ANKARA - AKP, hükümet temsilcilerinin de bu hafta gündeme getirdiği şekilde şiddet olaylarında soruşturma yöntemlerinde önemli bazı değişiklikler getiren kanun teklifini dün akşam TBMM Başkanlığı'na sundu.
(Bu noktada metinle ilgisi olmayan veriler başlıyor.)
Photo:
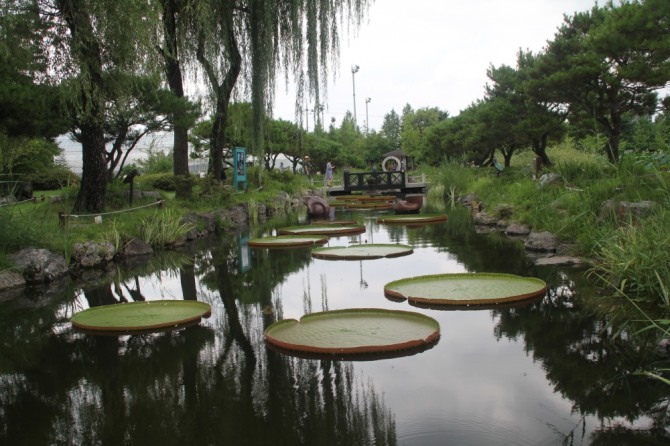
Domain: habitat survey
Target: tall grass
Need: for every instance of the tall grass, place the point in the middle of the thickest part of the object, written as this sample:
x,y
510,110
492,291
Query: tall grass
x,y
16,234
163,228
633,254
Teklif, AKP'nin Hakimler ve Savcılar Yüksek Kurulu üyelerinin özlük haklarının iyileştirilmesi ile ilgili daha önce sunduğu teklifle birleştirilerek ele alınacak.

Yürürlük ve yürütme dahil toplam 35 maddeden oluşan Hakimler ve Savcılar Kanunu ile Bazı Kanun ve KHK'larda Değişiklik Yapılması Hakkında Yasa Teklifi ile Türk Ceza Kanunu (TCK) ve Ceza Muhakemesi Kanunu'nda (CMK) değişiklikler yapılması öngörülüyor.
              
TBMM Adalet Komisyonu AKP milletvekillerinin daha önce sunduğu "Hakimler ve Savcılar Kanunu ile Bazı Kanun ve Kanun Hükmünde Kararnamelerde Değişiklik Yapılması Hakkında Kanun Teklifi"ni görüşmek üzere bugün toplandı. Toplantıda, hükümetin dün akşam verdiği yeni yasa teklifinin, daha önce verilen teklifle birleştirilip birleştirilmeyeceği konusu görüşüldü.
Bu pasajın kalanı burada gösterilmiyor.